Reuters

Hongkonger Demokratie-Blatt "Apple Daily" gibt auf - "Passen Sie auf sich auf"

23.06.2021
um 12:47 Uhr

- von Sharon Abratique

Hongkong (Reuters) - Das von China in Hongkong durchgesetzte neue Sicherheitsgesetz wird wie von westlichen Staaten befürchtet immer rigider zur Aushöhlung bisheriger Rechte von Demokratie-Aktivisten genutzt.

Am Mittwoch begann in Hongkong der Prozess gegen den ersten Regierungsgegner, der auf Grundlage des neuen Gesetzes angeklagt wurde. Dem 24-Jährigen Tong Ying Kit wird entgegen der bisherigen Praxis der Einsatz eines Geschworenen-Gerichts verweigert.
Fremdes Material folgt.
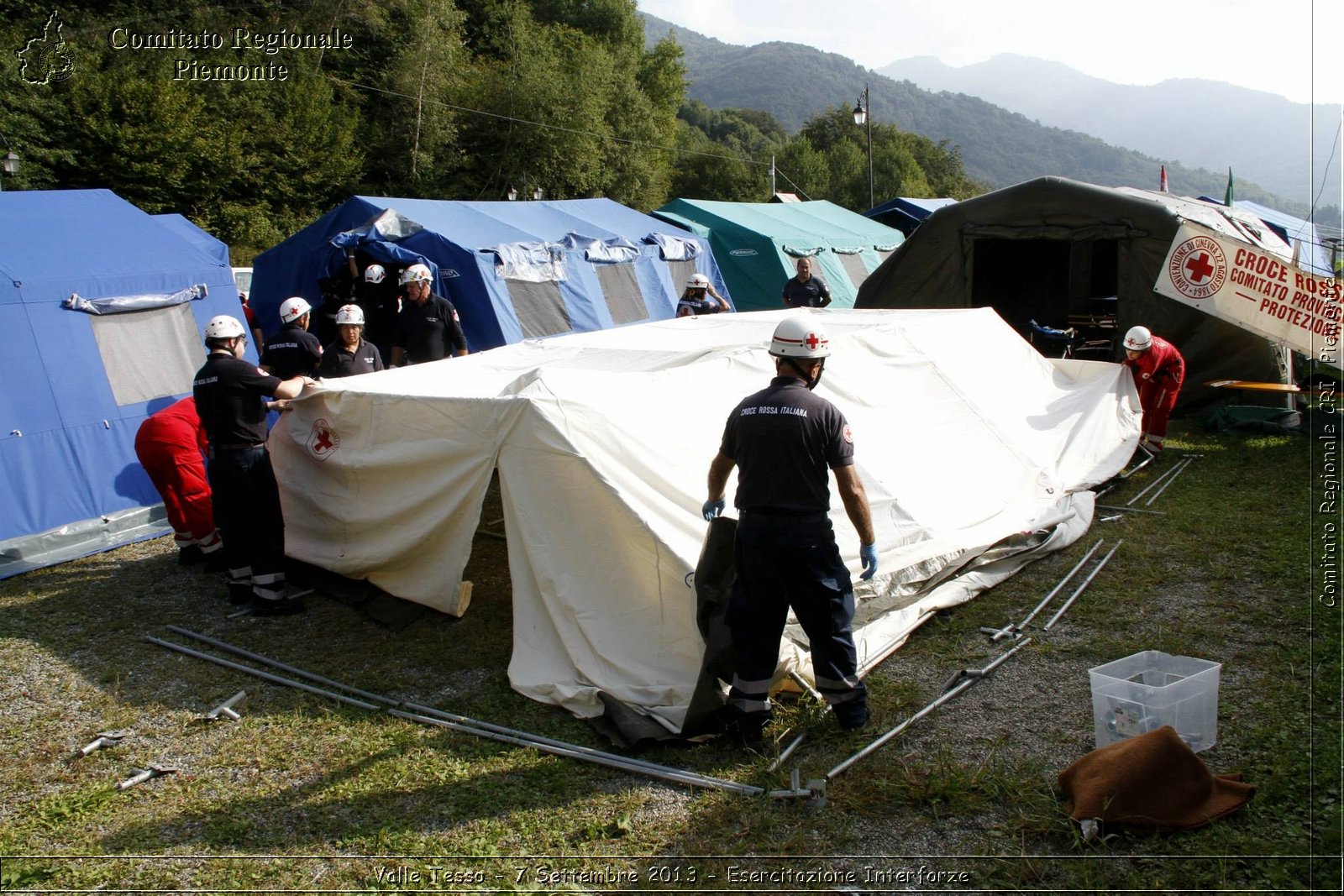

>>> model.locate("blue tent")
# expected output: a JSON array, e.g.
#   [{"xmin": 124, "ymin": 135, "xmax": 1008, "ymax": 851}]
[
  {"xmin": 863, "ymin": 196, "xmax": 957, "ymax": 237},
  {"xmin": 249, "ymin": 196, "xmax": 731, "ymax": 351},
  {"xmin": 150, "ymin": 212, "xmax": 228, "ymax": 265},
  {"xmin": 0, "ymin": 190, "xmax": 239, "ymax": 578},
  {"xmin": 654, "ymin": 199, "xmax": 905, "ymax": 311}
]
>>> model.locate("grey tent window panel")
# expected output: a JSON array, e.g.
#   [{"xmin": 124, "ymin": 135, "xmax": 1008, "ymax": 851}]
[
  {"xmin": 508, "ymin": 280, "xmax": 574, "ymax": 338},
  {"xmin": 836, "ymin": 253, "xmax": 869, "ymax": 289},
  {"xmin": 668, "ymin": 258, "xmax": 695, "ymax": 297},
  {"xmin": 596, "ymin": 265, "xmax": 649, "ymax": 324},
  {"xmin": 89, "ymin": 302, "xmax": 206, "ymax": 407}
]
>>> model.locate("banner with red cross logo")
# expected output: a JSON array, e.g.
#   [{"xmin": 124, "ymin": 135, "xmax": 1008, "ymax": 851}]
[
  {"xmin": 1153, "ymin": 222, "xmax": 1340, "ymax": 358},
  {"xmin": 307, "ymin": 421, "xmax": 340, "ymax": 461}
]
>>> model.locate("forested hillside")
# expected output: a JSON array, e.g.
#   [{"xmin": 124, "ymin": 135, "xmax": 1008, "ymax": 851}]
[
  {"xmin": 645, "ymin": 16, "xmax": 1308, "ymax": 215},
  {"xmin": 0, "ymin": 0, "xmax": 983, "ymax": 264},
  {"xmin": 0, "ymin": 0, "xmax": 684, "ymax": 255}
]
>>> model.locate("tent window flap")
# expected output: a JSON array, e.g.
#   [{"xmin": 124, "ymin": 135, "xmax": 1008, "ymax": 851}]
[
  {"xmin": 60, "ymin": 284, "xmax": 210, "ymax": 314},
  {"xmin": 508, "ymin": 280, "xmax": 574, "ymax": 338},
  {"xmin": 667, "ymin": 259, "xmax": 696, "ymax": 296},
  {"xmin": 837, "ymin": 254, "xmax": 869, "ymax": 289},
  {"xmin": 92, "ymin": 305, "xmax": 203, "ymax": 407},
  {"xmin": 596, "ymin": 265, "xmax": 649, "ymax": 324}
]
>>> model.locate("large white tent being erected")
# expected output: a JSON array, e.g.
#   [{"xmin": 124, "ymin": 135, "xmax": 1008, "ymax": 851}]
[{"xmin": 271, "ymin": 309, "xmax": 1138, "ymax": 732}]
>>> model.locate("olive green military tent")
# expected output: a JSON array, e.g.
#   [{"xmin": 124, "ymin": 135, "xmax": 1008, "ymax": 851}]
[
  {"xmin": 855, "ymin": 177, "xmax": 1292, "ymax": 407},
  {"xmin": 652, "ymin": 199, "xmax": 905, "ymax": 312}
]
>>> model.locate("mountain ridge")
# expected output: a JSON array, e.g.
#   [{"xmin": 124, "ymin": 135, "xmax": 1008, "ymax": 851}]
[{"xmin": 641, "ymin": 13, "xmax": 1333, "ymax": 217}]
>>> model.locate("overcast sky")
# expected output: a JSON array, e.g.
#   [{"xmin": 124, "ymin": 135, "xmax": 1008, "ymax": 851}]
[{"xmin": 638, "ymin": 0, "xmax": 1344, "ymax": 103}]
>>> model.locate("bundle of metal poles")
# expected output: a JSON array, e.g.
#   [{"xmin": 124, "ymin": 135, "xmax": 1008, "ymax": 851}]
[{"xmin": 145, "ymin": 625, "xmax": 815, "ymax": 799}]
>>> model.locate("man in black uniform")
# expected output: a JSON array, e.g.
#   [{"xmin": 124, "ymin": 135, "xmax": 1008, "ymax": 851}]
[
  {"xmin": 784, "ymin": 258, "xmax": 831, "ymax": 307},
  {"xmin": 390, "ymin": 265, "xmax": 466, "ymax": 367},
  {"xmin": 703, "ymin": 317, "xmax": 878, "ymax": 746},
  {"xmin": 352, "ymin": 265, "xmax": 401, "ymax": 359},
  {"xmin": 318, "ymin": 305, "xmax": 383, "ymax": 378},
  {"xmin": 192, "ymin": 314, "xmax": 313, "ymax": 616},
  {"xmin": 260, "ymin": 296, "xmax": 323, "ymax": 380}
]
Dies war bisher für Angeklagte ein wichtiger Schutz gegen mögliche Behörden-Willkür. Unterdessen kündigte die regierungskritische Zeitung "Apple Daily" nach Festnahme eines weiteren Mitarbeiters an, am Donnerstag letztmals zu erscheinen. Das Blatt beschäftigt 600 Journalisten.

Tong wird Terrorismus und Anstiftung zu Protesten sowie in einem weiteren Verfahren schwere Körperverletzung im Straßenverkehr vorgeworfen. Er soll 2020 während einer pro-demokratischen Kundgebung mit einem Motorrad Polizisten umgefahren haben. Tong wurde am 1. Juli 2020 festgenommen, nur Stunden nach Inkrafttreten der neuen Bestimmungen, denen die Behörden den Namen "Gesetz zur nationalen Sicherheit" gegeben haben. Ihm drohen bis zu sieben Jahre Haft. Der 24-Jährige weist alle Vorwürfe zurück. Entgegen dem bislang üblichen Vorgehen war es ihm auch verweigert worden, auf Kaution frei zu kommen.

Das Sicherheitsgesetz wurde 2020 trotz scharfer Kritik westlicher Staaten auf der Regierung in Peking eingeführt, wo die Gerichte von der Kommunistischen Partei kontrolliert und Angeklagte in fast 100 Prozent der Fälle auch verurteilt werden. Es gilt als massivster Einschnitt in die Autonomie der ehemaligen britischen Kronkolonie, die ihr 1997 bei der Übergabe an China nach dem Prinzip "Ein Land - zwei Systeme" für mindestens 50 Jahre zugesagt worden war. Westliche Staaten werfen China vor, Bürgerrechte in Hongkong auszuhöhlen und die Demokratie-Bewegung mundtot machen zu wollen.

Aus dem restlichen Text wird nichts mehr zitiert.